On a different topic, I'm surprised to see the CPU performance difference between the SE and Plus in your results. They are both 8 MHz 68000 on a 16-bit bus, and I'd always thought their performance was identical. But I dimly remember something is different about how they interleave access to RAM between the CPU and the video circuit.

EDIT: Apparently I wrote something about that exact topic, 12 years ago: https://www.bigmessowires.com/2011/08/25/68000-interleaved-memory-controller-design/
 

Phipli

Well-known member
I'm not sure where you're getting 1.06% from? I see a score of 19.1 versus 18.0, so that's about 6% faster. This squares with what I'd read somewhere else saying the 68030 is about 5% faster than the 68020 at the same clock speed, due to the additional cache it has.
Yup. Just me being daft. I read it and forgot to multiply by 100 for 106% of the base number. Don't mind me. One of those days.

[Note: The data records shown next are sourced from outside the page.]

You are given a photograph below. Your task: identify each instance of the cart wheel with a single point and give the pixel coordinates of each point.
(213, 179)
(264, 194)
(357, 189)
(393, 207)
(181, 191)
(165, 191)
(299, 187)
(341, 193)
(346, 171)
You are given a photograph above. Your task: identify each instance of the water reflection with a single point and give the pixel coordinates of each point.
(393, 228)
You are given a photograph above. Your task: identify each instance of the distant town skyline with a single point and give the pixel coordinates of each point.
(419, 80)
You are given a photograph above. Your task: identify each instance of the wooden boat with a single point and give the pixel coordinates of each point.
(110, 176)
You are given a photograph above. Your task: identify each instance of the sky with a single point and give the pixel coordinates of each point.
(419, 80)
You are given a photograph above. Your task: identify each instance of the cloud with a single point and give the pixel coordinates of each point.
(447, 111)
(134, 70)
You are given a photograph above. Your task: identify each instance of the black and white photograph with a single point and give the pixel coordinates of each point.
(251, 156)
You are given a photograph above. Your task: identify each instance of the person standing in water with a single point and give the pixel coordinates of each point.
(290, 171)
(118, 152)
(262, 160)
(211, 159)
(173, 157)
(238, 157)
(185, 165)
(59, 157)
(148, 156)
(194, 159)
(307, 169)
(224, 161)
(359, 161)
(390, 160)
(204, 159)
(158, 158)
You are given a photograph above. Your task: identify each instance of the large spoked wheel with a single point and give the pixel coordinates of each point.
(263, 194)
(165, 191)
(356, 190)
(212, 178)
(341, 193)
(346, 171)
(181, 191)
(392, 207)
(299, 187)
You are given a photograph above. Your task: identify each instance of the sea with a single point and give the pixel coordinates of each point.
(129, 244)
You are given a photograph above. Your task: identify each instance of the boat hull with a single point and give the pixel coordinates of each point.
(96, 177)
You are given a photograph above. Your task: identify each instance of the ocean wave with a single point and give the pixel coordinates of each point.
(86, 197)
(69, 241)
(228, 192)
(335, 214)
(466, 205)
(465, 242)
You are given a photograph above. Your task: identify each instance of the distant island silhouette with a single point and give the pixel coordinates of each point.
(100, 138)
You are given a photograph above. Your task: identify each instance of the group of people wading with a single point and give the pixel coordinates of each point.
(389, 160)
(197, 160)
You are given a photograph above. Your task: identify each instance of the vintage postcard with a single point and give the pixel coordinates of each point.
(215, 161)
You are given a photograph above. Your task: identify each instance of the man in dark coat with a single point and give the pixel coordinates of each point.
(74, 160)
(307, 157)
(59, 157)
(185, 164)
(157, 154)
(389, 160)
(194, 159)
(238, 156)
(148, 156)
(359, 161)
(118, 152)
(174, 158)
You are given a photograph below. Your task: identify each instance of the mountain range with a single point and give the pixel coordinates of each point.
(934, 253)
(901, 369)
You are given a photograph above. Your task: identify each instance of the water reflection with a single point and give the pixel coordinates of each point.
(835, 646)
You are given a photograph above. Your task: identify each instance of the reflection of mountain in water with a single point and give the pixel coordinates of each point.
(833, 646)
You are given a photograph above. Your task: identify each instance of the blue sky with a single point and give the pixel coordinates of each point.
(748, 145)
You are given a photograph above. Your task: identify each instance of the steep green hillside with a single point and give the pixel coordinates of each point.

More in line with what I was expecting.
On a different topic, I'm surprised to see the CPU performance difference between the SE and Plus in your results. They are both 8 MHz 68000 on a 16-bit bus, and I'd always thought their performance was identical. But I dimly remember something is different about how they interleave access to RAM between the CPU and the video circuit.
So this is due to the improved SE design like you say, wrt the video.

The CPU gets 100% of the memory time during the vertical blanking with both machines, but on the Plus, it only gets... 50% I think it is... of the time during the screen draw period, while on the SE it gets 3/4 of the time???. The way they did it was set up the SE so that it had a bigger shift register and it read two 16bit words of the memory and cached it, instead of a single 16bit word on the Plus. It was able to read two words in not much more time than one, and so left more time for the CPU to do its thing before the video circuit needed memory again. The CPU can access RAM during screen drawing the whole time the shift register clocks out its data...

If I remember correctly, the 32bits the SE reads is half video data and half floppy drive spindle speed data... for reasons.

Edit : to be clear, I need to verify the timings, but you get the idea, the RAM is available to the CPU for periods which are twice as long during the screen draw phase.